The destruction of Palmyra by Daesh (ISL) has underlined the effort needed to effect large-scale reconstruction. We know that the plans to restore Palmyra to its former glory are grand, but they can be realized if the task is treated as a global mission under international criteria.
Recently, the safeguarding, protection, and appreciation of the remains of the past has gained a powerful tool: the possibility of immersive visualization and 3D reconstruction of archaeological sites and finds.

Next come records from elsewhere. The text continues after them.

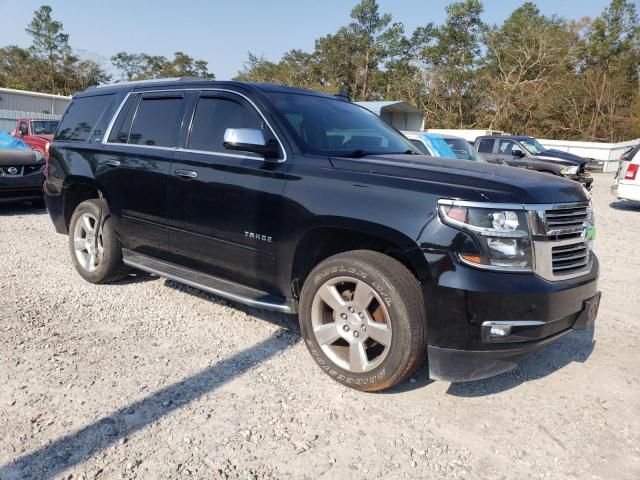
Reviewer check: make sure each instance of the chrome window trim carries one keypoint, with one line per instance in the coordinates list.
(105, 138)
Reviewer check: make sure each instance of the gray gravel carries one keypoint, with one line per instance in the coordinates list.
(149, 379)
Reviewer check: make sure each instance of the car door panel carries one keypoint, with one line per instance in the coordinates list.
(223, 217)
(134, 166)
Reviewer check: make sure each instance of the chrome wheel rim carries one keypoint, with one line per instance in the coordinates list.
(87, 242)
(351, 324)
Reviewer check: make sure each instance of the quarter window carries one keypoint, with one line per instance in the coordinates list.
(81, 116)
(213, 116)
(157, 122)
(486, 146)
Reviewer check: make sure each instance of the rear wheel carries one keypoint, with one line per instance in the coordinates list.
(95, 248)
(363, 319)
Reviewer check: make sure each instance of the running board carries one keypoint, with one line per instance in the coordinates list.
(208, 283)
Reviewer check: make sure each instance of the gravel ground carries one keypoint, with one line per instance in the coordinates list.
(149, 379)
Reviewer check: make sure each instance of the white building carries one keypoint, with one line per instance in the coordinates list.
(15, 104)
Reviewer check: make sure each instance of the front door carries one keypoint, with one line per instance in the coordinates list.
(225, 205)
(134, 166)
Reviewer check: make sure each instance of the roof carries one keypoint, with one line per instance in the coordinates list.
(33, 94)
(392, 105)
(194, 82)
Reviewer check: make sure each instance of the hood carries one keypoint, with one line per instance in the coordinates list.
(466, 180)
(553, 154)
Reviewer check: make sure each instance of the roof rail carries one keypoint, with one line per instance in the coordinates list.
(143, 82)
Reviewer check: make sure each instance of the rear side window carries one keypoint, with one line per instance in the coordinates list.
(486, 145)
(213, 116)
(81, 116)
(156, 122)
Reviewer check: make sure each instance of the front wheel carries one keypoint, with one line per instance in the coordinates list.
(94, 245)
(362, 317)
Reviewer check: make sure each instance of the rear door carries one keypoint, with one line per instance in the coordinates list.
(134, 166)
(225, 205)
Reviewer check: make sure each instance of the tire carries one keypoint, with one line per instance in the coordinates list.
(363, 319)
(99, 258)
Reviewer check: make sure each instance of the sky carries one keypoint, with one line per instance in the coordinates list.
(222, 32)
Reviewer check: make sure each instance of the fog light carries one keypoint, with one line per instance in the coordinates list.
(500, 330)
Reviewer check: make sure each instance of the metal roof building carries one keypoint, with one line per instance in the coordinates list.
(15, 104)
(400, 115)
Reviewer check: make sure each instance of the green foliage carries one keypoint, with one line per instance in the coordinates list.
(140, 66)
(533, 74)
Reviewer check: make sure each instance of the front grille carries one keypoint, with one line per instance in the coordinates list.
(571, 258)
(573, 217)
(562, 240)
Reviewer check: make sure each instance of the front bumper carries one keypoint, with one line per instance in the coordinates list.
(465, 301)
(465, 365)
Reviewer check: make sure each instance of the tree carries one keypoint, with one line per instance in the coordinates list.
(140, 66)
(450, 58)
(49, 40)
(611, 52)
(527, 57)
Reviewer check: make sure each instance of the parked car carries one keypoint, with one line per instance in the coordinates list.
(627, 181)
(431, 144)
(300, 202)
(21, 172)
(526, 152)
(36, 133)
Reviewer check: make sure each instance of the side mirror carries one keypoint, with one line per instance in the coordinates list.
(250, 140)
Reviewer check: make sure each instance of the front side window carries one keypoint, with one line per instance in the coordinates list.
(328, 127)
(213, 116)
(157, 122)
(44, 127)
(463, 150)
(486, 145)
(508, 147)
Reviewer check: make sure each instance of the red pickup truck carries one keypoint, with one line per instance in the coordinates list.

We are glad and thankful to explore this technology with the Institute for Digital Archaeology (IDA), an organization that promotes the use of digital imaging and 3D printing in archaeology and conservation. The IDA’s Arch of Triumph of Palmyra serves as a model for how, together, we will bring life back to Palmyra and restore the site as a message of peace against terrorism, and will further collaborate in this way on other heritage sites in Syria.
Mr. Khaled Hiatlih leads our on-site reconstruction initiative in Syria. In collaboration with the Directorate General of Antiquities and Museums and other regional stakeholders, we are exploring all aspects – methodological and conceptual – of the application of new technologies to the repair and reconstruction of archaeological sites. Mr. Hiatlih has worked in many projects in Syria such as the restoration of the Folk museum (Azem Palace) in Damascus, and led a team to document all the mosaic panels in Syrian museums as part of a database project with the European center for Byzantine and post-Byzantine monuments. Mr Hiatlih graduated from Damascus University and studied at Birmingham University, USA. He works closely with our technical team, under the direction of Dr. Alexy Karenowska. Our first pilot reconstructions will begin in Autumn 2016.
"The IDA is undertaking reconstructions of lost architecture out of respect for the history and heritage these monuments represent -- a history and heritage that informs the art and architecture that beautifies our cities, the science and technology that eases our lives and the literature an philosophy that gives us a deeper understanding of our world and ourselves. However, we also view this work as an important gesture of friendship and solidarity with people in the regions of conflict -- people with whom we share a common history that is represented by the very artifacts and monuments we seek to protect and preserve."
- Roger Michel, Executive Director, IDA
"In Iraq and Syria we have the records, the scholarship, the skills and the money to reinstate ancient sites and re-fire our imagination. I applaud the Institute for Digital Archaeology for dedicating itself to the task of reconstruction."